Disputatious fellow that I am, I will now take issue with my own remarks. In this I have been inspired by one of your Twentieth Century philosophers, Paul Feyerabend – a firebrand if ever there was one. He argued for the value of opposing positions even in the face of consensus, indeed, perhaps especially in that case. I don’t take him to be defending this procedure ‘for its own sake’ but for its utility. Still, in actual practice it may seem as if one were doing it for no other reason than to be contrary. The usefulness resides in a demonstrated fact of the history of thought (and, for Feyerabend, for science in particular), namely, that the consensus has so often turned out to be flat-out wrong – at least from the viewpoint of the subsequent consensus!

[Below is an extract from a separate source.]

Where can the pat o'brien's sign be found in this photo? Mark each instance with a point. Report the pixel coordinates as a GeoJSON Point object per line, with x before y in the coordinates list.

I think, however, that we may also usefully invoke the Delphic injunction of nothing in excess. What to make, for instance, of the recent case of a woman who, having been diagnosed as HIV positive, chose to contest the consensus significance of that by declining not only the recommended drug regime for herself but also the precautions advised for the two children she subsequently bore? Here I can question neither the mother’s sincerity of opposition to the mainstream medical opinion nor her love of her children. But at what point does sincere advocacy become delusion, whose self-consistency no counterevidence could ever refute? The mother’s second child died at age 3, apparently of AIDS-related pneumonia, although this diagnosis the mother also disputes. When we consider that utility can be negative as well as positive, must we not ask if there is a point at which even merely doubting becomes unjustified?

I myself choose to ply a middle path, which is questioning only so long as I see a clear reason for doing so. A sophist will ‘question’ for as long as monetary gain, or even mere sport, can be anticipated. Others will continue to question only because they cannot accept or do not like the answer. To me these are not the right reason. Ascertaining one’s grasp of the truth is.